Ireland has also ratified a number of other important conventions, which impact directly on protecting against threats to wildlife species. These include the Convention on the Conservation of Migratory Species of Wild Animals; the Convention on International Trade in Endangered Species of Wild Fauna and Flora, CITES; the Convention on Wetlands, RAMSAR; and the International Convention for the Regulation of Whaling.

At EU level, an ambitious target has been set which aims to halt, as distinct from securing a significant reduction in, the loss of biodiversity by 2010. In this regard, a major EU stakeholders' conference was held in May last year in Malahide, County Dublin, under our EU Presidency. Some 250 delegates and stakeholders from 25 member states and other European countries met to facilitate the completion of the review of the EU biodiversity strategy. The message from Malahide, which was adopted at this conference, was intended as a key step towards a communication on future EU priorities for biodiversity conservation and for meeting its 2010 target. It is expected that this communication will be completed by the European Commission later this year.

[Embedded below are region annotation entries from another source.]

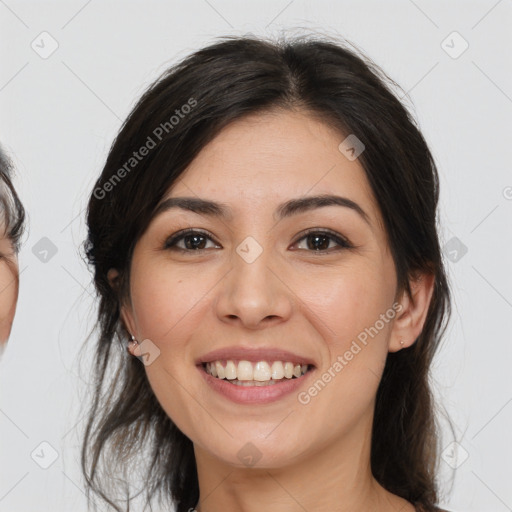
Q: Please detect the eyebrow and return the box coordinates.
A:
[154,194,371,227]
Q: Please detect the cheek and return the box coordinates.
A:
[0,261,18,342]
[131,263,214,349]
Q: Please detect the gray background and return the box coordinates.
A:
[0,0,512,512]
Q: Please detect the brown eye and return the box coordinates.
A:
[295,229,352,252]
[164,229,219,252]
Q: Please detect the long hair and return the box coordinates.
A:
[81,36,450,512]
[0,147,26,253]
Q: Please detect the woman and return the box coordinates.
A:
[82,37,450,512]
[0,148,25,357]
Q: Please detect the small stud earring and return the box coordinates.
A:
[126,334,139,352]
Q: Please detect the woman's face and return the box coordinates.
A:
[122,111,406,467]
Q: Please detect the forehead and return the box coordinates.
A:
[165,110,379,230]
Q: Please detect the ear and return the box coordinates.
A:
[107,268,140,356]
[388,273,435,352]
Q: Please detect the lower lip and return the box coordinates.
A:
[197,365,314,404]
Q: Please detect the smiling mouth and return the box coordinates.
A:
[201,359,313,386]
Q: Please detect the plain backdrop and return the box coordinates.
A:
[0,0,512,512]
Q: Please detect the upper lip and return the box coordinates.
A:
[196,345,315,366]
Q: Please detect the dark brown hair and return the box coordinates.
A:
[0,148,25,253]
[81,36,450,512]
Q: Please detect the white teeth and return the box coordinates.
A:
[205,359,309,385]
[253,361,271,382]
[236,361,254,380]
[215,361,226,379]
[272,361,284,379]
[224,360,236,380]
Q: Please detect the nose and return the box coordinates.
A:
[215,242,293,329]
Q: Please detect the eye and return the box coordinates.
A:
[164,229,220,252]
[294,228,352,253]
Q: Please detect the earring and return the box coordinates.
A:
[126,334,139,354]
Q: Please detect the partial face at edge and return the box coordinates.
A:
[0,233,19,355]
[118,112,426,467]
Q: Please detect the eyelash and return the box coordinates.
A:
[164,228,353,254]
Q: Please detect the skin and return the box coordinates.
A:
[0,232,19,356]
[117,111,433,512]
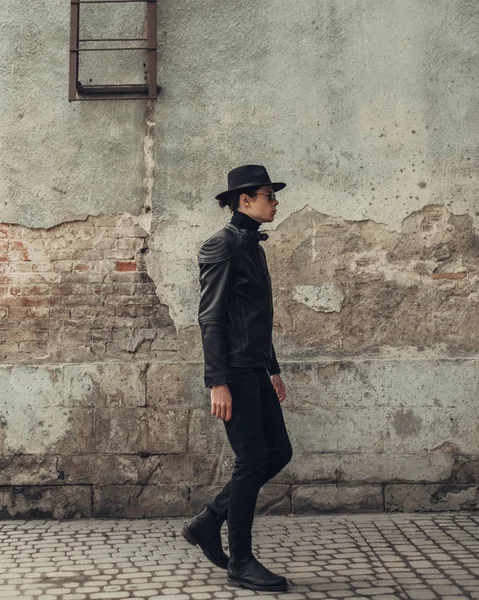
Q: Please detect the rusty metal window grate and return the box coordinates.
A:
[68,0,159,102]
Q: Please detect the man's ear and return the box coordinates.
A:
[240,194,251,210]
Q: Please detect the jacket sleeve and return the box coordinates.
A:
[268,343,281,375]
[198,237,233,388]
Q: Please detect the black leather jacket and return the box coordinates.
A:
[198,222,281,387]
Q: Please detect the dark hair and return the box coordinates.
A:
[218,185,261,212]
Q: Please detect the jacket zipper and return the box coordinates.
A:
[258,247,273,342]
[239,304,248,347]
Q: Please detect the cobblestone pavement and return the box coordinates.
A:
[0,512,479,600]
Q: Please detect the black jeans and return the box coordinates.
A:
[207,367,293,560]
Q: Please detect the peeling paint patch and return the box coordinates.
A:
[293,282,345,312]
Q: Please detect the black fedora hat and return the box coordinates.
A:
[216,165,286,200]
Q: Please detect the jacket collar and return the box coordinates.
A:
[225,222,269,242]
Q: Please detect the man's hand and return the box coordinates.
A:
[271,373,286,402]
[211,383,232,421]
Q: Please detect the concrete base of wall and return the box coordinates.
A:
[0,484,479,519]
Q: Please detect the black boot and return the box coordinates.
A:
[228,532,288,592]
[181,506,229,569]
[228,556,288,592]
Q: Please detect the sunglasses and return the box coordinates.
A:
[256,192,276,202]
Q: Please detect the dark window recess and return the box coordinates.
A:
[68,0,160,101]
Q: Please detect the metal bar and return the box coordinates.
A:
[71,0,151,4]
[68,1,80,100]
[78,83,148,94]
[72,46,152,52]
[72,94,153,102]
[78,38,148,42]
[146,0,158,98]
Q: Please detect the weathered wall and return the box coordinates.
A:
[0,0,479,517]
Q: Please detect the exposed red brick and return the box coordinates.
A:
[432,273,467,279]
[10,285,51,296]
[115,260,136,271]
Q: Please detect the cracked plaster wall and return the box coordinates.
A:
[0,0,479,516]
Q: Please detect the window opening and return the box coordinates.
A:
[68,0,160,102]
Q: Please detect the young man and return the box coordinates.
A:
[183,165,292,591]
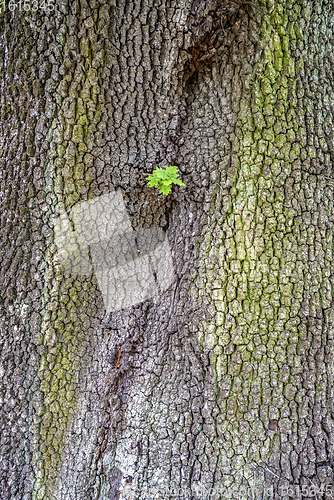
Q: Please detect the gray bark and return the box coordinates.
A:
[0,0,334,500]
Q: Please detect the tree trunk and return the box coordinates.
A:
[0,0,334,500]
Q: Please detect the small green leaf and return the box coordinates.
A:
[147,165,185,195]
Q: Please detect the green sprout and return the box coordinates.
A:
[147,165,185,195]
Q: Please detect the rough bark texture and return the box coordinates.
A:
[0,0,334,500]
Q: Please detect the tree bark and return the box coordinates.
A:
[0,0,334,500]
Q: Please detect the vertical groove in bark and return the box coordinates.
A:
[0,0,334,500]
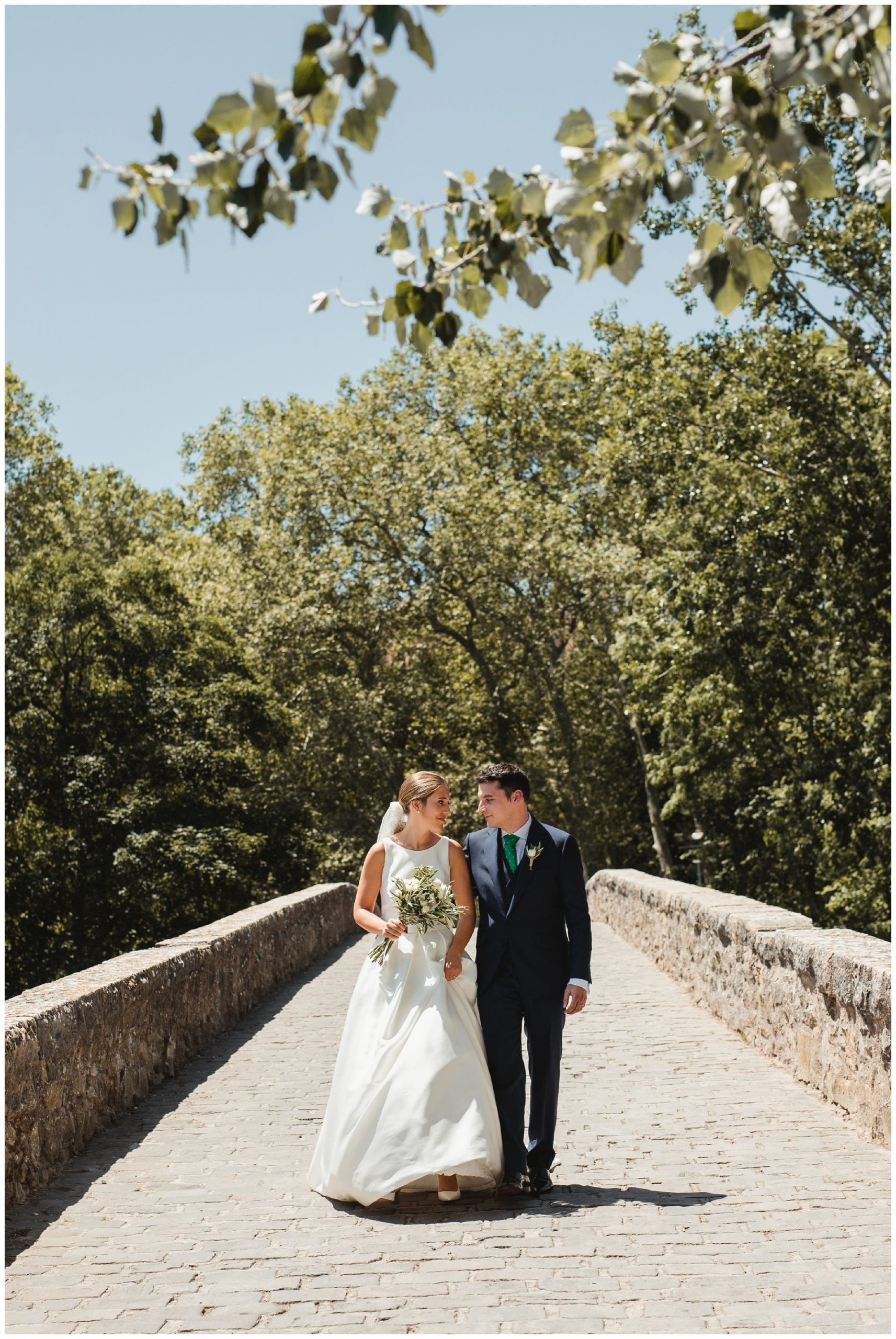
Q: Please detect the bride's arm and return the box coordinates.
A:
[445,841,475,981]
[355,841,407,939]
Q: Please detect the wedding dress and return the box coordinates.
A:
[308,837,502,1205]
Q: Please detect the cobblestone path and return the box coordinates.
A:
[7,925,889,1334]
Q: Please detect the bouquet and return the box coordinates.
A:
[367,865,459,963]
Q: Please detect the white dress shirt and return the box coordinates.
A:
[501,814,588,994]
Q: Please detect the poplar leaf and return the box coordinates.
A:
[205,93,252,135]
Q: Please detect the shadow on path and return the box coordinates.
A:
[5,933,360,1265]
[330,1184,726,1222]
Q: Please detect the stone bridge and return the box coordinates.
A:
[5,870,891,1334]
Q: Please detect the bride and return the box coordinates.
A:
[308,771,501,1205]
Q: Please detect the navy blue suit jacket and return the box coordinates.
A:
[463,815,591,999]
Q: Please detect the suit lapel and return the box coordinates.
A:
[482,827,506,917]
[507,814,548,916]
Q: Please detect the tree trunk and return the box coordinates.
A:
[626,712,674,878]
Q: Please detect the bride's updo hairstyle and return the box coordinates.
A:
[398,771,447,820]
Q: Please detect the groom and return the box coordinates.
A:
[463,762,591,1195]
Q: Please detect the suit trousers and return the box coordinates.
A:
[478,954,566,1177]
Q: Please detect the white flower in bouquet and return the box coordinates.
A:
[367,865,459,964]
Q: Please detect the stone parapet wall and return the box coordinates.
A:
[588,869,891,1145]
[5,884,358,1204]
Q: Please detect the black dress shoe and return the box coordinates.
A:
[529,1167,553,1195]
[494,1176,529,1195]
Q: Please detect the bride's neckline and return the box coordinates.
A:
[385,837,444,856]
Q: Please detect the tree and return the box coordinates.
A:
[82,5,891,376]
[182,319,889,933]
[7,373,300,992]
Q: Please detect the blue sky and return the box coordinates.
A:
[5,3,735,487]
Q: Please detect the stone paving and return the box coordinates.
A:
[5,925,889,1334]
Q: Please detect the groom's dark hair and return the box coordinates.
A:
[475,762,529,803]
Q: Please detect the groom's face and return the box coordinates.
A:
[478,780,525,833]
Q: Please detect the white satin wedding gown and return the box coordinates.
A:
[308,837,502,1205]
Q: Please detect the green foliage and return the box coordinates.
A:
[81,5,891,367]
[7,371,300,994]
[7,317,889,990]
[179,320,889,935]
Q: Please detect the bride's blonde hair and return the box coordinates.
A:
[398,771,447,820]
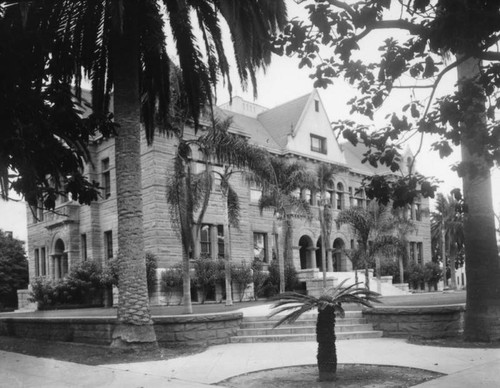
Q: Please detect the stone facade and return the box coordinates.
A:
[23,91,431,300]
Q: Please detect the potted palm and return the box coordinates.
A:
[269,279,379,381]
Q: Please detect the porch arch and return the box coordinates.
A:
[299,235,315,269]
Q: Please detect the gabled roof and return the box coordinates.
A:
[340,142,392,175]
[257,93,311,148]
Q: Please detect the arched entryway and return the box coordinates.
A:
[52,238,69,279]
[333,238,347,272]
[316,237,323,271]
[299,235,314,269]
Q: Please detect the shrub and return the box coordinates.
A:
[231,261,254,302]
[193,257,224,303]
[160,263,183,305]
[251,259,269,299]
[406,261,425,290]
[424,261,442,289]
[146,252,158,296]
[380,258,401,283]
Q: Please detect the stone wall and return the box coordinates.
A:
[0,312,243,346]
[363,305,465,338]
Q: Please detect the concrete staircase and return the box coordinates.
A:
[231,309,382,343]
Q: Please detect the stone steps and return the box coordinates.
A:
[231,309,382,343]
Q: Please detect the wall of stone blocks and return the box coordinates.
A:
[363,305,465,338]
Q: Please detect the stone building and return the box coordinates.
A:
[24,91,431,300]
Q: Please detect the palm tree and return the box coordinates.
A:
[257,156,315,293]
[337,201,399,288]
[269,279,379,381]
[13,0,286,344]
[431,193,464,290]
[167,120,268,313]
[316,163,340,287]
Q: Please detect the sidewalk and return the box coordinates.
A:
[0,306,500,388]
[0,338,500,388]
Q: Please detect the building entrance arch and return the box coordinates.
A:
[299,235,315,269]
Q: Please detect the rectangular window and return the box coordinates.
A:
[81,233,87,261]
[104,230,113,260]
[253,232,268,263]
[415,203,422,221]
[410,242,415,262]
[101,158,111,199]
[35,249,40,276]
[200,225,211,256]
[250,184,262,203]
[40,247,47,276]
[311,135,326,154]
[217,225,224,259]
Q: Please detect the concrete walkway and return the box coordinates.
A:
[0,308,500,388]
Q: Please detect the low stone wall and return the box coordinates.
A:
[363,305,465,338]
[0,312,243,346]
[0,317,116,345]
[154,312,243,347]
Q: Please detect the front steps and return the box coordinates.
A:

At national level, a national biodiversity plan was adopted by Government and published in April 2002. The plan details 91 actions aimed at halting biodiversity loss in Ireland and also explicitly commits Ireland to contributing to the conservation of biodiversity overseas. An interdepartmental steering group has been established, under the aegis of my Department, to assist in the implementation of the plan and to report to Government on progress with the plan. I intend that a comprehensive progress report on the national biodiversity plan will be published later this year.